A further component of the change in thinking about “types” of ADHD to “presentations” of ADHD at any given time is because people often present differently at different points in time. One of the most common shifts is very hyperactive, physically impulsive young children who seem to mature out of those symptoms into a primarily “busy brain” presentation, which looks more inattentive than hyperactive/impulsive.
Additional Complexity with Bipolar Disorder
The bipolar disorder diagnosis has undergone its own evolution that can be traced back to Hippocrates in the fourth century BCE. Much later, in the nineteenth century, it was first referred to as “manic depressive insanity” — a term that was incorporated into the first DSM and lasted until DSM III, when episodic mood dysfunction started to be described as “bipolar disorder.” (Brittany L. Mason, E. Sherwood Brown, and Paul E. Croarkin. (2016). “Historical Underpinnings of Bipolar Disorder Diagnostic Criteria.” Behavioral Sciences, 6(3): 14.)
For people with bipolar disorder, more layers must be addressed when considering an ADHD diagnosis. Hyperactivity and impulsivity — both physical and mental — are core symptoms of a manic episode. Someone who has ADHD with an impulsive/hyperactive presentation struggles with these problems most of the time, even when not experiencing mania. For mania to be diagnosed, the level of activity and impaired impulse control must be clearly more than at baseline. For people with bipolar disorder and ADHD presenting primarily as inattentive, their baseline typically includes getting distracted from tasks, or starting things but having trouble finishing them, for example. These are also symptoms that can be part of a manic episode. Like impulsivity, in a manic period these symptoms would look more severe than the person’s day-to-day ADHD.

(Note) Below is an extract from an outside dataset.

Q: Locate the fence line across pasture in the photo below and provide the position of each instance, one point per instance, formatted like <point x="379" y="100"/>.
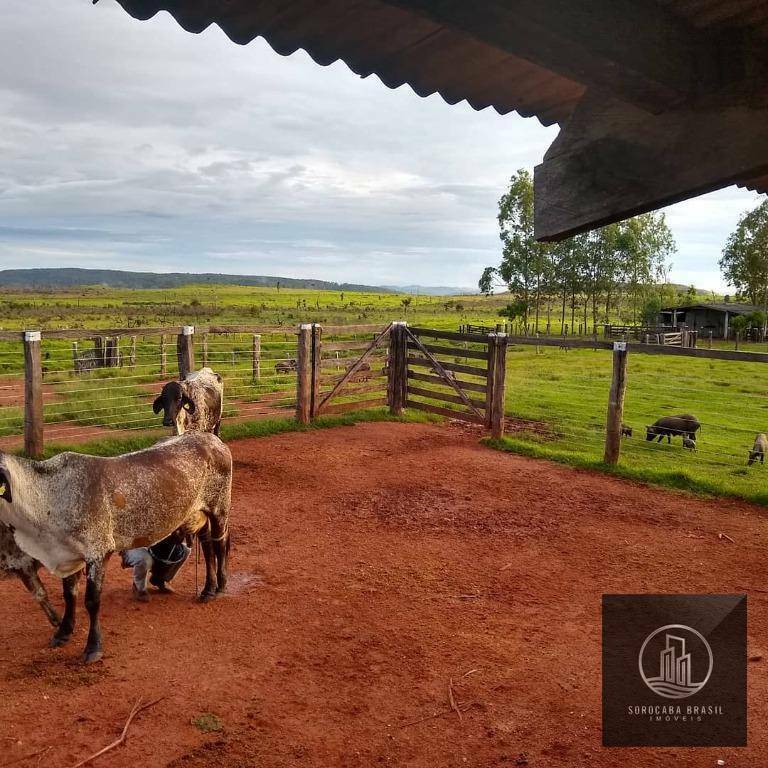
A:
<point x="314" y="370"/>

For more about the differences between bipolar mania and ADHD hyperactivity, see my previous post, Manic or Hyperactive: What’s the Difference?”
Diagnostic terms are important only because they help us to identify and understand a problem we are trying to solve and to develop an effective treatment plan for that problem. The evolving semantics of the DSM are not really important except in helping us communicate and making sure that we (physicians and other providers) are using language that makes sense to our patients and their families. Unfortunately, when a term’s meaning evolves, it may lead to more confusion than clarity, as in the case of ADD and ADHD. Just remember that if a doctor is speaking in language that doesn’t make sense (or seems not to apply to you) don’t hesitate to speak up and ask about it.